The report also charts the experience in the US where such lending has expanded unchecked in recent years, impacting the broader economy and American battle readiness – due to excessive lending to military personal. This paints a grim picture of a possible future for Australia if action isn’t taken now.
Zac Gillam, author of the 300 page report ‘Payday Loans: Helping hand or quicksand?’ and a Senior Policy Officer with the Centre, said many Australians would be shocked to learn thousands of people were now repeatedly borrowing small loans at rates equivalent to 400% per year or more, given the amount of community concern expressed at even a 0.25% interest rate rise on products like home loans.
‘These loans cost a staggering amount by any standard. And unlike the picture painted by industry advertising, it appears most consumers are using payday loans to fill an income shortfall, with the vast majority of payday loans being spent on the basics of day to day living, such as food, rent and bills and basic vehicle maintenance,’ said Mr Gillam.

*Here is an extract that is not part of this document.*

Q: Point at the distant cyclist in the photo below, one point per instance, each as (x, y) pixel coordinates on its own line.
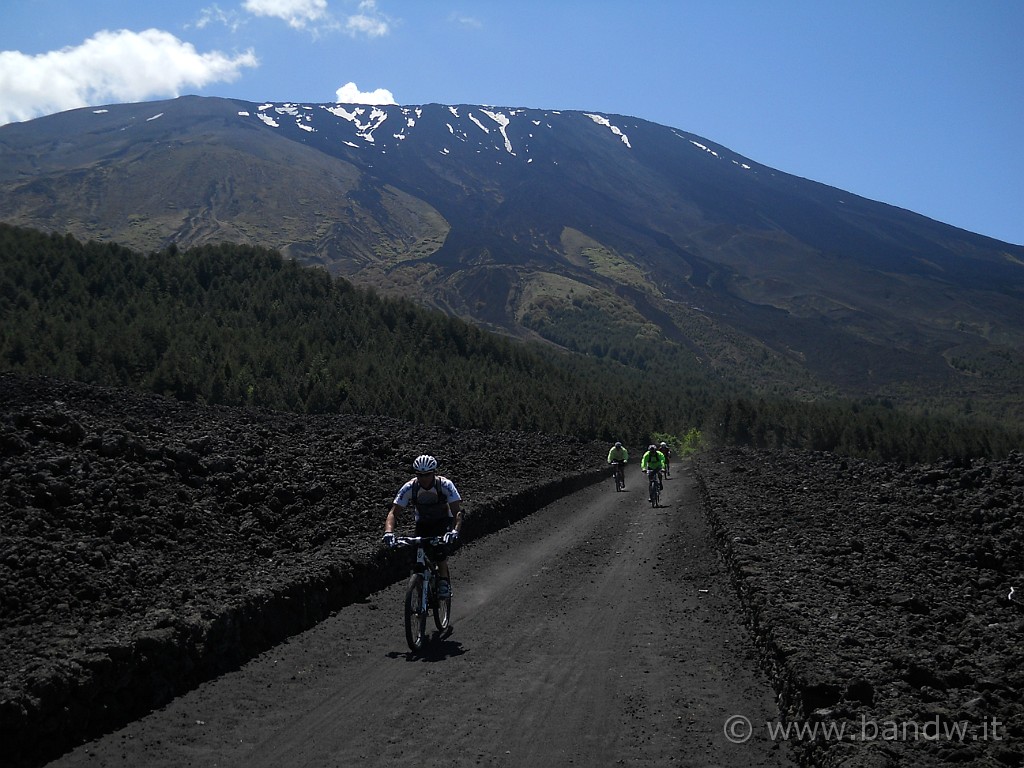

‘It’s an attractive market for lenders because borrowers aren’t in a position to argue over the cost and only a few Australian states have usury limits in place that put an upper cap on what Australian borrowers can reasonably be charged.’
‘It’s lucrative because these lenders take a first stake in their customer’s income by debiting repayments the day their salary or pension is deposited. This leaves little money for other essentials and can lead to one of the most destructive aspects of this form of credit – repeat borrowing. If a person can’t afford recurring living expenses, they’re probably not going to be able to afford to repay such an expensive loan so quickly either.’
‘No wonder it’s grown to an estimated $204 million loaned out in Australia every year to around 379,000 customers. Cash Converters alone was lending $11.6 million in 2002 but last financial year lent out over $124.5 million.’
Mr Gillam said that, as a result, borrowers potentially find themselves in a borrowing cycle that was not only expensive but hard to escape from. They might pay back the loan but then find they did not have enough to get through the next fortnight, meaning they borrowed again, and then again. Far from helping low income consumers – this pattern places further strain on already exceedingly limited finances.
‘The Australian Government needs to learn a lesson from the United States experience where payday lending exploded during the 1990’s. There are now more payday lending stores in the US than McDonalds and Starbucks outlets combined,’ Mr Gillam said.